Rubin Spletzer, CEO of Crystal Developers Ltd., calls the city’s decision to open an off-leash pooch park beside Heritage Landing “insane," citing a list of concerns from traffic congestion to a loss of property values.
“How would you like to have a $70-million building and you put a dog park beside it, right there. I don’t think you would enjoy that. Neither do we," Spletzer told Metro during a recent interview at his 25-storey apartment complex at 300 Assiniboine Ave.
“If they’re going to place it the way they designed it right it next to me, my whole building is going to lose about 10 per cent on value, which is around $7 million.”
“I will fight the city that the taxes have to then be reduced accordingly."
More specifically, he said a lot of design work went into ensuring the façade of the building overlooking Bonnycastle Park— where 0.15 hectares of land will be turned into an off-leash dog area— met the city’s requirements
He calls it “annoying” that tenants looking outside a large window in the lobby and entertainment room will now see dogs running around.
Spletzer's concerns have resulted in delays to the dog park opening, according to Coun. Mike Pagtakhan, who chairs the committee on protection, community services and parks.
“The city was wanting to hear what the concerns were and to see if we could allay some of those concerns,” Pagtakhan said.
Last July, Mayor Brian Bowman— who campaigned on a promise to open an off-leash dog park downtown— announced that Bonnycastle Park had been picked as the future location of the off-leash area after an online survey where 1,800 people responded.

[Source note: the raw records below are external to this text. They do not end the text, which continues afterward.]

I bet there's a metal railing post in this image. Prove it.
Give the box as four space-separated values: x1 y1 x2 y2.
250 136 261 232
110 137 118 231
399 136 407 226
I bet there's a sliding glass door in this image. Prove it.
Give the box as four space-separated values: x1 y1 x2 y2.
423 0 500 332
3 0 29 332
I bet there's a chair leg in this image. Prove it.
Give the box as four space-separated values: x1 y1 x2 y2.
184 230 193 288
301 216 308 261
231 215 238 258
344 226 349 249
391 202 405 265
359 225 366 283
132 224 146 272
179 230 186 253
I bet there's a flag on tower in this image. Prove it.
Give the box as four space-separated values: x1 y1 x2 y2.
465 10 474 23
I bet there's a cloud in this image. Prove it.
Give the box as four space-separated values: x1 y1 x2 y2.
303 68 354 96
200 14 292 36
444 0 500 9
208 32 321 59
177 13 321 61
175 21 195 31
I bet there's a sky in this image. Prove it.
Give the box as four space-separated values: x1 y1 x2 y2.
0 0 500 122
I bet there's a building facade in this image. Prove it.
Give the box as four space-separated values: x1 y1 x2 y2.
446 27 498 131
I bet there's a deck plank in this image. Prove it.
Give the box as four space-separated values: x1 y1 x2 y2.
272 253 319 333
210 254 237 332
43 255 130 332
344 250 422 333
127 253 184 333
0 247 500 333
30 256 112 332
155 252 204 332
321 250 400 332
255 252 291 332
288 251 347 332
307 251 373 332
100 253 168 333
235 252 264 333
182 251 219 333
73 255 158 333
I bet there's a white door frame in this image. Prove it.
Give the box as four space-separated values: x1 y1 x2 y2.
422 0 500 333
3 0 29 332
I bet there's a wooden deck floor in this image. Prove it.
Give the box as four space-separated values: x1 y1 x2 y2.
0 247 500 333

At the announcement, the city said construction on park amenities — like new fences, waste bins and lighting — was supposed to start at the end of the September or beginning of October and last up to four weeks.
Then last October, municipal communications manager David Driedger told Metro that after talking with different stakeholders, “it was determined that some design revisions had to be made and as a result we've run into some delays.”
Pagtakhan says Bonnycastle Park maintains the city’s preferred location for the downtown off-leash dog site.
He said the city's chief administrative officer, Doug McNeil, is still working to resolve the issue, but couldn't specifically say how.
The next step is for the city's urban design advisory committee to review the design of the park and recommend any changes, Pagtakhan said.
His goal is to now see the park open by late summer or early fall.
Spletzer, meanwhile, has little hope the city will make design changes that solve his concerns.
“There’s a lot of tenants that already said if the city puts up that dog park in here, we’re moving out,” he said, adding that since the apartment complex opened last month, there are 26 tenants in the building’s 234 spaces.
Despite an open house and online survey about where a downtown dog park should go, Spletzer--who also owns 90 Garry Street-- says the city didn’t properly consult with neighbours of the park, many of whom are seniors.
He also questions the suitability of the location since seven of the high-rise buildings in the area do not allow pets.
“Now I know, dogs need a place to run around. And I know the mayor has promised somewhere, but why choose the most attractive park and destroy it for a dog park?”
Some of his concerns pre-date the dog park plan, and involve an overall frustration with the city over what he characterizes as an uphill battle to get the high-rise built in the first place.
In 2008, the company got the go-ahead from the city to build a 15-storey apartment complex near Upper Fort Garry, but the project was met with public backlash over concerns the site’s history would be destroyed.
Spletzer says they eventually agreed to a deal involving former mayor Sam Katz to purchase land in the Broadway-Assiniboine area and build the high-rise there instead.
He says issues arose after discovering Manitoba Hydro lines buried underneath the land which equalled a costly removal and more delays.
“Now they’re putting a...dog park beside it.”